Die Plage, die Babylon befiel, gemahnte an biblische Zeiten. Heimlich wirkte das Gift für Wochen und Monate in den Leibern der Bewohner. Dann bemerkten die Opfer, wie ihre Muskeln in den Beinen und um den Mund lahm wurden. Wenig später hatten sie Schwierigkeit, das Gleichgewicht zu halten. Sie konnten ihr Leiden nur mit Mühe beschreiben, da ihre Sprache unverständlich wurde, und auch ihr Hörvermögen schwand. Schließlich starben die gezeichneten Kranken. 128 waren es im Bannkreis der antiken Weltstadt, 1083 Neu-Babylonier mußten in Krankenhäusern behandelt werden. Sieben von zehn schwangeren Frauen unter 30 Jahren überlebten die Katastrophe nicht. Und die Dunkelziffer jener, die fernab von ärztlicher Hilfe verendeten, war nie genau zu ermitteln.

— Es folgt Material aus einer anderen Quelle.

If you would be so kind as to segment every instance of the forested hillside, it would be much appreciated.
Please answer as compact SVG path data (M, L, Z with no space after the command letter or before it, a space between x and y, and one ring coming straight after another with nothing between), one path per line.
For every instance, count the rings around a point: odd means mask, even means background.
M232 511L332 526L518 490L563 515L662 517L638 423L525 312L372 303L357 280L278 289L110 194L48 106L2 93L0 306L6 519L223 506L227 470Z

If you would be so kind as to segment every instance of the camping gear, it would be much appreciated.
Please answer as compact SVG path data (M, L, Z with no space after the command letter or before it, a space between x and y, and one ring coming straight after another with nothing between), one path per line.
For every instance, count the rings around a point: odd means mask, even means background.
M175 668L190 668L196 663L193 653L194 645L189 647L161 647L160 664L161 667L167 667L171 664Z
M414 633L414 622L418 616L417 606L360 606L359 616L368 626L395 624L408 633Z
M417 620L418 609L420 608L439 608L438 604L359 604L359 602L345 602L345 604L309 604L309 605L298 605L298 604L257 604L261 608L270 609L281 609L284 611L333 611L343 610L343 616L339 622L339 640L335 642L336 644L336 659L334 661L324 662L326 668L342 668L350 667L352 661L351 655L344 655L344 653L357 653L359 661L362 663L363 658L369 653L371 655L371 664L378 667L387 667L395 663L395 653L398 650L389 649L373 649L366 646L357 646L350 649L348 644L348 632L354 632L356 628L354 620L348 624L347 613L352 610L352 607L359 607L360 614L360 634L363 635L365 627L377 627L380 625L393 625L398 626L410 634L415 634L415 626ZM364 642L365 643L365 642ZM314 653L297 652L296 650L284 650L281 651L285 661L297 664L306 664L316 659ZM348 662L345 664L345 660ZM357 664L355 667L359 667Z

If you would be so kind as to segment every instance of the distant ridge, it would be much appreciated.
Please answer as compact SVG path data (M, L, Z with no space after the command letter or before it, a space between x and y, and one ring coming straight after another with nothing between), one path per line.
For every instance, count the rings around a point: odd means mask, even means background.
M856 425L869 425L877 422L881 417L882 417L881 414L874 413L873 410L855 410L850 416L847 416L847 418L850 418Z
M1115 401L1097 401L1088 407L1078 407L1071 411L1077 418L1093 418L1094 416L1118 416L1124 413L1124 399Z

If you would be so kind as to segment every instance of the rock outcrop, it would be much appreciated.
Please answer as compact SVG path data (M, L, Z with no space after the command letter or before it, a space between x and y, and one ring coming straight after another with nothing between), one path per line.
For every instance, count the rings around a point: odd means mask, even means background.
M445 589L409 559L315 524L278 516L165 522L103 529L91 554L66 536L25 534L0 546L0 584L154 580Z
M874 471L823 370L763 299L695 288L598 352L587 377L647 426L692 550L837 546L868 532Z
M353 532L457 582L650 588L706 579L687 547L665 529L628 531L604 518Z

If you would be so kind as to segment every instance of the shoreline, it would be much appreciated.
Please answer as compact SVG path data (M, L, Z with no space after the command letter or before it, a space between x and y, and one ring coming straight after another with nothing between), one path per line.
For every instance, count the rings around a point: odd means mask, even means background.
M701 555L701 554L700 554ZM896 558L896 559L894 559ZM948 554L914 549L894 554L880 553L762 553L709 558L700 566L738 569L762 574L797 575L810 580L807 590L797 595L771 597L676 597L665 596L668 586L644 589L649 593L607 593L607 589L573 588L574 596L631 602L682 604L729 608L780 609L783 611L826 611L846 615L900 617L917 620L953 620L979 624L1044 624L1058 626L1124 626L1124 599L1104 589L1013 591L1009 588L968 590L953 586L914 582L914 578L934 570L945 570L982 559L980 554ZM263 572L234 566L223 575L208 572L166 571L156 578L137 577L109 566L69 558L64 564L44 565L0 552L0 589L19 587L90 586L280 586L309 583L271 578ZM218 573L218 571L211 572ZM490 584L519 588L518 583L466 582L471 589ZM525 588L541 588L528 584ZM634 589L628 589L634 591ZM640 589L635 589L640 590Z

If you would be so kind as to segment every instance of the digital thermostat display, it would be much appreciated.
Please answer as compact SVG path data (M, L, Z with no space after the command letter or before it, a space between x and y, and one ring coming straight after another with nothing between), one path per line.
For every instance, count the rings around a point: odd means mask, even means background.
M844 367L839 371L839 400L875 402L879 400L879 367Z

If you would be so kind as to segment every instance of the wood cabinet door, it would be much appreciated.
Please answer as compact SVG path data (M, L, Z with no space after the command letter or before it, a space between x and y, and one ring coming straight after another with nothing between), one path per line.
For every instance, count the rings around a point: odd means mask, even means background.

Wie in der Provinz Babylon wanden sich zu Anfang des Jahres 1972 überall im Irak die Opfer der größten Epidemie, die jemals durch das giftige Schwermetall Quecksilber ausgelöst worden ist. 6530 Personen -mußten in Krankenhäusern behandelt werden, jede vierzehnte starb. Offiziell registrierten die Behörden 459 Tote.

Jetzt veröffentlichte eine irakisch-amerikanische Forschergruppe eine Analyse der Katastrophe an Euphrat und Tigris. In der US-Wissenschaftszeitschrift Science schildern der irakische Toxikologe Hashim Dhahir und seine sieben Kollegen von der Universität Bagdad zusammen mit dem amerikanischen Giftexperten Thomas Clarkson und dessen beiden Mitarbeitern von der University of Rochester im US-Bundesstaat New York, wie es zu der Massenvergiftung kam – und was die Forscher bei der Behandlung und Untersuchung der Opfer lernten.

Professor Clarkson: "Im Sommer 1971 trat im Irak eine Verknappung an Saatgetreide ein. Der Irak importierte daraufhin 73 000 Tonnen Weizen und 22 000 Tonnen Gerste. Der größte Teil des Getreides kam aus Mexiko, und alles war mit Quecksilbermethyl-Fungizid behandelt." (Fungizide sind Mittel zur Bekämpfung von pflanzenschädigenden Pilzen.)

Das vergällte Saatgetreide war braunrot eingefärbt und in Säcke mit warnenden Aufschriften und Zeichen verpackt. Denn Quecksilbermethyl ist eine hochgiftige organische Verbindung des seltenen Schwermetalls. Als Schutzmittel für Saatgetreide kann es keinen großen Schaden anrichten. Anders aber, wenn das Korn entgegen seiner Bestimmung gegessen wird.